Perro atropellado

Fernando Ortiz González

Abrí los ojos y mi mirada se topó con un techo desconocido, luces tan blancas como las paredes iluminaban la habitación; me envolvían sábanas sin patrones coloridos; un penetrante olor de algo que no supe definir me escocía la nariz, y descubrí mi mano esposada. El conjunto de sensaciones me llevó a recordar una escena tan cotidiana y de poca importancia que no tendría sentido mencionarla en una biografía. Fue alrededor de mis veintes. Me encontraba de pie en la esquina de la calle, mientras esperaba a que el semáforo se pusiera en verde para atravesarla y llegar a mi trabajo. De pronto, se cruzó un perro; por su andar parecía que buscaba comida o tal vez a su antiguo dueño, puesto que llevaba collar. Lo que sucedió después fue tan poco impresionante como no pudo haberlo sido presenciarlo, sin embargo, me sorprendió y me dejó pensando durante algunos días.
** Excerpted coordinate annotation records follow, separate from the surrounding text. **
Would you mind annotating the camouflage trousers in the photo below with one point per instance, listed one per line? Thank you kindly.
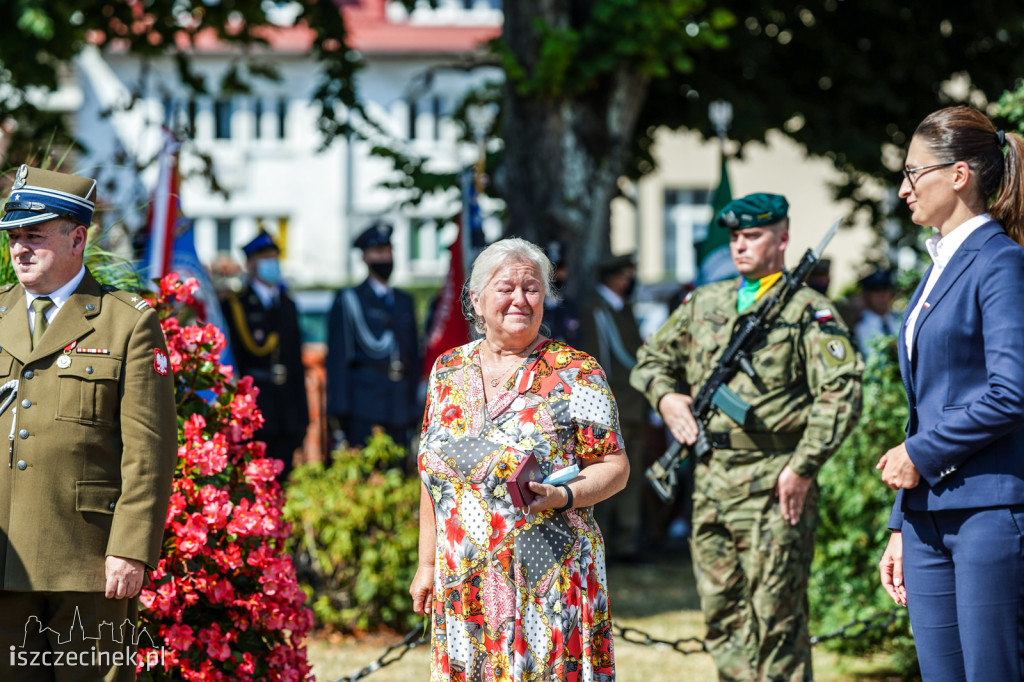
(753, 569)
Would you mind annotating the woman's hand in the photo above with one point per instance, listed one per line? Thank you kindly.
(898, 469)
(891, 568)
(548, 497)
(675, 410)
(422, 589)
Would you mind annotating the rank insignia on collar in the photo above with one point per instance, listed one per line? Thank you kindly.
(160, 361)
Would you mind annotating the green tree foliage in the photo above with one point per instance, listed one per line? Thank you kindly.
(50, 33)
(853, 531)
(1011, 107)
(355, 527)
(848, 80)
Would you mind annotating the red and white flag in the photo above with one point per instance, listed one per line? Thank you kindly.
(164, 210)
(449, 327)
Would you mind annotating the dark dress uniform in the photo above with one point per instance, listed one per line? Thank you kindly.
(613, 337)
(373, 363)
(267, 346)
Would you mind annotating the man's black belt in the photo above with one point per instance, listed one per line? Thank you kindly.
(766, 442)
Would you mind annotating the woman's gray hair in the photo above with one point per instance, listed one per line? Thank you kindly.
(496, 256)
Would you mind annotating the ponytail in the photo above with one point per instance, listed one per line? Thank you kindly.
(1008, 206)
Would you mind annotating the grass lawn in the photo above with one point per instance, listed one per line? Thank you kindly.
(659, 599)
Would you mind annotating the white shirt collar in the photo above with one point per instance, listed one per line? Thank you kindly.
(60, 296)
(613, 299)
(380, 289)
(941, 249)
(267, 294)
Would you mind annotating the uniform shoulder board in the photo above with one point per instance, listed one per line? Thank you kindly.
(127, 297)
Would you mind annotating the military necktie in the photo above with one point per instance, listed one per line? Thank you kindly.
(40, 306)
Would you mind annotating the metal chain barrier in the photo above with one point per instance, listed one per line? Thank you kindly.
(414, 639)
(860, 627)
(633, 636)
(685, 646)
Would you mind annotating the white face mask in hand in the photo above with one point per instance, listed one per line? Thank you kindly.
(268, 270)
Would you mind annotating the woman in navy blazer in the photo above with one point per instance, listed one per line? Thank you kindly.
(955, 555)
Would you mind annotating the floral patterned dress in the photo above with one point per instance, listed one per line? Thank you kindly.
(516, 597)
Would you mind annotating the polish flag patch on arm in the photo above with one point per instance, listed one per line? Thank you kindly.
(160, 361)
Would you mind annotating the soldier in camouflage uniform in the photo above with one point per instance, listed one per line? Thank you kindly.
(755, 503)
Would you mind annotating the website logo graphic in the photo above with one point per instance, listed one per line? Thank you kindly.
(85, 650)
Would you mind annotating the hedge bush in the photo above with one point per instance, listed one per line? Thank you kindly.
(355, 527)
(855, 506)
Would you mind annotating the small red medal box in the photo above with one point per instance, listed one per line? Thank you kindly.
(528, 470)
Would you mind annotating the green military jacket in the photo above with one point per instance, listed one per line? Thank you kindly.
(92, 439)
(808, 400)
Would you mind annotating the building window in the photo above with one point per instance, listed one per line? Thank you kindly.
(436, 107)
(223, 236)
(424, 244)
(687, 215)
(257, 118)
(414, 113)
(282, 118)
(222, 110)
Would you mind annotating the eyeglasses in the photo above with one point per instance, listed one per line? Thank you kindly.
(910, 172)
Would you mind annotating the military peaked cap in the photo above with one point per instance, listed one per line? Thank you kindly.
(40, 196)
(754, 211)
(378, 233)
(612, 264)
(877, 281)
(263, 242)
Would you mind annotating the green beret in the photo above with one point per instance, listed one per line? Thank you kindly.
(754, 211)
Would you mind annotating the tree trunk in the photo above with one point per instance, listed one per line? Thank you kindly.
(564, 154)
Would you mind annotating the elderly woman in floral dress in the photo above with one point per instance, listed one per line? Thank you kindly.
(515, 593)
El perro atravesó la calle antes que yo. En ese preciso instante, un auto dobló la esquina, atropelló y arrastró al perro por varios metros, pero no fue eso lo que me dejó sorprendido, sino que la gente a mi alrededor no dijo nada ni dejó escapar sonido alguno ni sorpresa ni emoción. Simplemente permanecieron tal y como un segundo antes; con una expresión cansada y una mueca de asco, incluido yo, para mi desgracia. Tarde me di cuenta de cuán insensibles nos habíamos vuelto ante la desgracia propia y ajena. Después de eso todo siguió sin más preocupación que la de pagar las cuentas y comer al día siguiente. Llegué aquí, tras perder el sentido, y hasta ahora recuerdo al infortunado perro; en esta cama de hospital, después de un intento de suicidio.